Oh, the pain this withholding of a fathers blessing creates deep in a person – girl and boy, but especially boy. Oh, the mistakes we parents make and the pain we cause. Oh, the length of time it takes to discover why we are so driven, so busy, so restless, so empty and lonely! All along we have been longing for our father’s blessing.

In steps God. In all the years of dealing with this wound of the absence of a father and his blessing, God has been blessing me. Jesus has given the gift of naming God “Father” to all who repent of their sin and weakness and need and believe in him.

All along the journey of being a man, a complete and fulfilled human being, God is the ever-present Father who invites us to call him “papa” and to seek him, knock on his door, seek his presence, his word, his healing, his love – his blessing. I can tell you that without those words of absolution, gospel grace and especially that word of blessing, I would be an even more wounded man, driven to find what I desperately need from somewhere – in addiction, control, power, achievement in others’ eyes…..

It is true.
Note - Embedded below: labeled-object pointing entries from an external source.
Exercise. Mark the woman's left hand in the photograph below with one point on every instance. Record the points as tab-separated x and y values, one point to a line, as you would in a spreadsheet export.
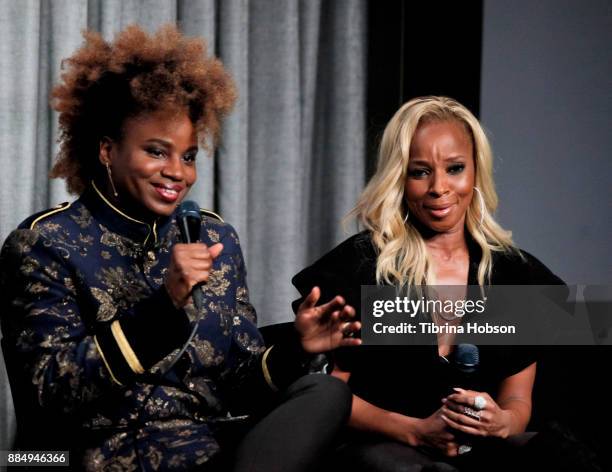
325	327
460	413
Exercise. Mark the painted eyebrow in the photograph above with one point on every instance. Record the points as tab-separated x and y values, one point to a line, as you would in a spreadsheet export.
168	144
448	159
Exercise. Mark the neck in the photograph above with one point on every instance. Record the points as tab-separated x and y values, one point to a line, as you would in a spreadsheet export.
106	193
447	243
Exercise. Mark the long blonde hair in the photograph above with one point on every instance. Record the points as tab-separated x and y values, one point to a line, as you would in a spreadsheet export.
381	209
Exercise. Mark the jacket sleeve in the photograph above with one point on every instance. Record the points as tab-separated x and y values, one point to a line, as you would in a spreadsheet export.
68	360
Brennan Manning, another mentor of mine, believes that the single most important, radical and needed word Jesus ever spoke was, “Abba” (The Signature of Jesus). Jesus allows us to call God, ‘Father’, ‘Papa’. In this intimate relationship of he as Father and we as his sons and daughters, God is pouring out his affirmation and his blessing on us and filling up that chasm we may have between our own fathers and ourselves and our children.

Fathers, we have the calling to be a father. God has given us children. Our single most important task in the 18 + years we will live at close quarters to our children is to give them our blessing.

The single most important message a young son needs to hear from his Dad is “You can do it, son.”, “I believe in you, son”. “You’ve got what it takes, son”.

If you have never received this blessing from your father and it is still possible to receive, seek it from the old man. If it is not possible, then hear your heavenly Father’s blessing on you. It will be enough for you to be the man he created you to be. Take that blessing (‘The Lord bless you and keep you, …….’) whenever you hear it as your heavenly Father saying “You can do it, son”.

What must accompany this single message also is passing on who we are, not just what we know.

Rohr chimes in…” If fathers could pass on their feelings, their excitement, their grief, their touch and the process of their struggles to become authentic men instead of just their dogmatic conclusions to their sons and daughters, I believe that we would have a very different world. There would be less mistrust and anger toward power and maleness, much less need for war and competition,……

Not only that, we would be becoming more like our own Heavenly Father who “carries you as a father carries his son, all the way until you reach a safe place…” (Deuteronomy 1:30).

The blessing of God our heavenly Father be with us all.